Here are answers to commonly asked questions. However, they’re no substitute for legal advice tailored to your own circumstances.
My wife and I are separated and we have mutual wills. Should I change my will?
Yes, if you no longer want to provide for your wife in the event of your death.
My wife and I are in the process of divorcing and I have not changed my mutual will. What should I do?
Under the ACT Wills Act any beneficial gift under a will to a married spouse is automatically revoked upon divorce, unless the Supreme Court is satisfied that this was not the intention of the testator (person who made the will).
What about the family home?
Most married couples hold the family home as joint tenants—when one spouse dies the surviving spouse takes ownership of the property regardless of what is in the will.
Before dealing (through transfer or sale) with the family home as part of final property orders or a binding financial agreement you can change the joint tenancy arrangements, however you should obtain legal advice.

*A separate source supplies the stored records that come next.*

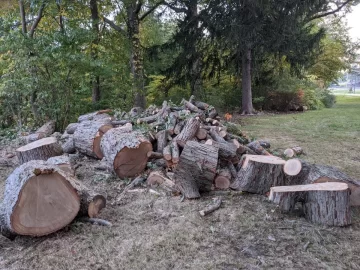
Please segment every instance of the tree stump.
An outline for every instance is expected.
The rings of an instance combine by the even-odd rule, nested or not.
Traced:
[[[152,144],[139,132],[123,132],[121,128],[109,130],[101,139],[102,153],[113,171],[120,178],[141,173],[147,164],[147,153]]]
[[[273,187],[269,199],[285,212],[293,210],[301,201],[305,218],[313,223],[328,226],[351,224],[350,189],[345,183]]]
[[[0,225],[19,235],[47,235],[68,225],[81,207],[89,209],[88,189],[56,165],[33,160],[6,180]],[[105,199],[104,199],[105,200]]]
[[[218,189],[228,189],[231,183],[231,172],[228,168],[222,168],[215,177],[215,187]]]
[[[103,154],[100,149],[100,141],[104,133],[98,132],[100,129],[106,131],[110,128],[112,125],[107,118],[101,121],[83,121],[73,135],[75,148],[87,156],[101,159]]]
[[[284,172],[287,175],[287,181],[297,185],[323,182],[346,183],[351,190],[350,205],[360,206],[360,182],[334,167],[310,164],[300,159],[290,159],[284,165]]]
[[[266,194],[273,186],[286,185],[285,161],[275,156],[244,155],[241,169],[230,188],[256,194]]]
[[[54,137],[40,139],[16,149],[20,164],[30,160],[47,160],[62,153],[61,146]]]
[[[210,191],[216,174],[218,149],[211,145],[188,141],[174,171],[174,181],[188,199]]]

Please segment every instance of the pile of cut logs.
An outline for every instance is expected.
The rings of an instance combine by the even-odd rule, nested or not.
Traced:
[[[214,189],[262,194],[284,212],[301,203],[309,221],[331,226],[350,224],[350,205],[360,205],[359,182],[297,159],[299,147],[286,149],[283,158],[272,155],[268,142],[249,141],[193,96],[181,106],[164,101],[161,108],[112,113],[80,116],[59,140],[48,137],[50,123],[27,136],[30,143],[16,151],[22,165],[7,179],[3,230],[40,236],[77,215],[97,216],[106,200],[75,179],[66,155],[76,151],[101,160],[100,167],[119,178],[145,174],[149,186],[187,199]]]

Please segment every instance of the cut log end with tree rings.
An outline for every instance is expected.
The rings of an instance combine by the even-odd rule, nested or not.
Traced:
[[[305,218],[313,223],[328,226],[351,224],[350,189],[345,183],[273,187],[269,199],[284,211],[292,210],[301,199]]]
[[[20,164],[30,160],[47,160],[62,153],[62,148],[54,137],[47,137],[16,149]]]
[[[301,172],[302,164],[298,159],[290,159],[285,162],[284,172],[287,175],[294,176]]]

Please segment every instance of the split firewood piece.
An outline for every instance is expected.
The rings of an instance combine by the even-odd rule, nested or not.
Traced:
[[[66,154],[74,154],[76,152],[74,137],[69,135],[69,137],[61,144],[61,148]]]
[[[215,210],[219,209],[222,203],[222,198],[218,197],[218,198],[214,198],[213,199],[213,203],[211,205],[209,205],[208,207],[206,207],[205,209],[199,211],[200,216],[206,216],[207,214],[210,214],[212,212],[214,212]]]
[[[211,109],[208,113],[208,116],[212,119],[214,119],[218,115],[217,111],[215,109]]]
[[[174,181],[189,199],[210,191],[216,174],[218,149],[211,145],[188,141],[174,170]]]
[[[244,155],[243,157],[244,162],[230,188],[266,194],[273,186],[287,184],[283,172],[285,160],[275,156]]]
[[[20,164],[30,160],[47,160],[62,153],[61,146],[54,137],[40,139],[16,149]]]
[[[100,149],[101,137],[104,132],[112,128],[110,119],[102,119],[100,121],[83,121],[74,133],[75,148],[87,156],[102,159],[103,153]]]
[[[171,112],[169,114],[169,123],[168,123],[168,127],[167,130],[169,132],[170,135],[174,134],[174,129],[176,127],[176,123],[177,123],[177,119],[178,119],[178,113],[177,112]]]
[[[164,155],[164,159],[170,161],[172,159],[171,156],[171,145],[167,145],[164,147],[163,149],[163,155]]]
[[[287,158],[292,158],[294,156],[301,155],[303,153],[303,150],[301,147],[293,147],[293,148],[287,148],[284,151],[284,156]]]
[[[29,161],[6,180],[0,226],[18,235],[47,235],[68,225],[82,208],[93,207],[92,201],[89,190],[58,166]]]
[[[155,138],[157,140],[157,149],[156,152],[162,153],[164,151],[165,146],[167,145],[169,132],[167,130],[159,131]]]
[[[199,108],[196,107],[194,104],[192,104],[191,102],[189,101],[186,101],[185,99],[183,99],[181,101],[181,104],[184,104],[186,108],[188,108],[190,111],[192,112],[199,112]]]
[[[212,139],[209,139],[205,142],[207,145],[215,146],[219,149],[219,157],[225,160],[234,161],[237,159],[236,155],[236,146],[225,142],[225,143],[219,143],[215,142]],[[236,163],[236,162],[235,162]]]
[[[179,163],[179,156],[180,156],[179,146],[176,141],[172,141],[170,146],[171,146],[171,161],[172,163],[177,164]]]
[[[162,153],[153,152],[153,151],[148,152],[147,156],[148,158],[153,158],[153,159],[159,159],[164,157]]]
[[[210,107],[209,104],[201,101],[195,101],[194,105],[201,110],[207,110]]]
[[[179,135],[174,140],[179,146],[184,147],[186,142],[193,139],[200,127],[200,121],[196,118],[190,118]]]
[[[121,128],[110,129],[101,138],[101,151],[106,162],[120,178],[141,173],[147,164],[147,153],[152,144],[137,131],[123,132]]]
[[[289,159],[284,165],[284,172],[287,175],[287,179],[290,179],[287,181],[291,181],[294,184],[346,183],[351,190],[350,205],[360,206],[360,181],[352,179],[334,167],[310,164],[300,159]]]
[[[215,177],[215,187],[218,189],[228,189],[231,183],[231,172],[228,168],[222,168]]]
[[[51,120],[42,125],[34,134],[25,137],[26,143],[35,142],[37,140],[49,137],[55,131],[55,121]]]
[[[199,140],[205,140],[206,137],[207,137],[206,129],[199,128],[198,131],[196,132],[196,138],[198,138]]]
[[[80,115],[78,118],[78,122],[84,122],[84,121],[98,121],[101,119],[110,119],[112,120],[112,117],[108,115],[107,113],[112,112],[112,110],[102,110],[97,112],[92,112],[84,115]]]
[[[75,130],[77,129],[79,123],[70,123],[65,131],[67,132],[67,134],[74,134],[75,133]]]
[[[251,150],[253,150],[258,155],[271,156],[271,154],[268,151],[266,151],[264,147],[261,146],[259,141],[253,141],[253,142],[247,144],[247,147],[249,147]]]
[[[70,174],[71,176],[75,176],[75,170],[71,165],[69,156],[62,155],[51,157],[46,162],[58,166],[61,170]]]
[[[269,149],[270,147],[271,147],[271,144],[270,144],[270,142],[268,142],[268,141],[258,141],[259,143],[260,143],[260,145],[262,146],[262,147],[264,147],[265,149]]]
[[[167,176],[165,176],[162,171],[152,171],[149,174],[146,182],[149,186],[156,185],[166,191],[179,192],[179,190],[175,186],[175,183],[171,181]]]
[[[176,135],[180,134],[184,126],[185,126],[185,121],[179,121],[174,128],[174,134]]]
[[[136,123],[138,125],[141,124],[141,123],[150,124],[150,123],[154,123],[154,122],[156,122],[158,120],[163,120],[164,117],[167,116],[169,111],[170,111],[170,108],[167,105],[167,101],[164,101],[163,104],[162,104],[161,110],[157,114],[150,115],[150,116],[147,116],[147,117],[144,117],[144,118],[138,118]]]
[[[351,224],[350,189],[345,183],[278,186],[270,190],[269,199],[283,211],[293,210],[297,201],[303,202],[305,218],[327,226]]]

Separated couples holding assets as tenants in common may name which beneficiary or beneficiaries their individual assets pass to in the event of death.
I am separated and still have insurance policies/superannuation funds naming my spouse as beneficiary—what should I do?
Contact your insurance provider to remove your spouse as beneficiary if you don’t want him/her to benefit. Superannuation funds, however, can be different because they usually depend on the terms of the Trust Deed. In limited cases you cannot stop your spouse from receiving a benefit should you die.